Tuesday, December 18, 2012

"City of Dark Magic"

Biographical details about Magnus Flyte are sometimes conflicting. He appears to have operated under several identities, and may have ties to one or more intelligence organizations, including the CIA, the Mossad, and a radical group of Antarctic separatists.

His literary executors, Meg Howrey and Christina Lynch, applied the Page 69 Test to Flyte's new book, City of Dark Magic, and reported the following:
Quite by coincidence Magnus was incommunicado when we tried to reach him to ask whether page 69 is representative of City of Dark Magic or not, because he had just set off along the 69th parallel. This covers a lot of territory: the Atlantic Ocean, Europe, Asia, and North America. Of course, since the note on the postcard was smudged, it’s possible that he was in the 69th parallel south, which crosses Queen Maud Land in Antarctica, another of Magnus’s frequent haunts and the breeding ground of the South Polar skua. In any case, we’re happy to attempt to answer for him.
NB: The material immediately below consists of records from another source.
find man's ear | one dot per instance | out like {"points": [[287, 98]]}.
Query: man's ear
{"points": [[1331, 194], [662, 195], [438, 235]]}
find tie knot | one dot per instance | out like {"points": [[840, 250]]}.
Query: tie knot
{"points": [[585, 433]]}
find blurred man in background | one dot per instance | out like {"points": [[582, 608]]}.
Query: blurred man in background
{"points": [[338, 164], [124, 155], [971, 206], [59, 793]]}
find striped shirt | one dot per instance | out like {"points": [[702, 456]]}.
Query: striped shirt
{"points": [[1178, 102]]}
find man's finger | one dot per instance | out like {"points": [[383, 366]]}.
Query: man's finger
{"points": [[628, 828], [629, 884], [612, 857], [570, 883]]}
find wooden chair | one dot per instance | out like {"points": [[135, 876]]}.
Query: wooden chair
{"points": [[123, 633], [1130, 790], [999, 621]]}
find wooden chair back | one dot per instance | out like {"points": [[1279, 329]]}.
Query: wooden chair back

On page 69 of City of Dark Magic, Sarah gets to know Shuziko (Suzi) Oshiro, who is the museum’s resident expert in arms and armory. Sarah, having just arrived at a palace in Prague to begin her summer job cataloguing Beethoven manuscripts, is getting the lay of the land and also sniffing around for information about Prince Max, whom she suspects might have killed her mentor and predecessor Sherbatsky. Page 69 is actually quite representative of the novel, where very few things are quite what you expect. This is Suzi speaking on the origins of her interest in firearms, which began with her days as a child beauty pageant contestant in Texas:
“Rifles! That’s where it all started for me. I was seven, eight years old and twirling these old guns: the Winchester Model 1866, British Enfield 1853, the Sharps Rifle. People freaked out, watching this little Japanese kid hurling these big ole rifles around. Man, I loved those guns. I won every pageant I entered. They probably thought I would shoot ‘em down if they didn’t give me the tiara.”
Suzi will turn out to be an ally of Sarah’s. This page is the lead-in to the rather notorious first sex scene of the novel, in which Sarah decides to deal with her jet lag in a possibly questionable manner. Readers who only like these things executed in perfect taste may be alarmed, though we would like to point out that Sarah practices safe sex, at least in the traditional sense of the phrase.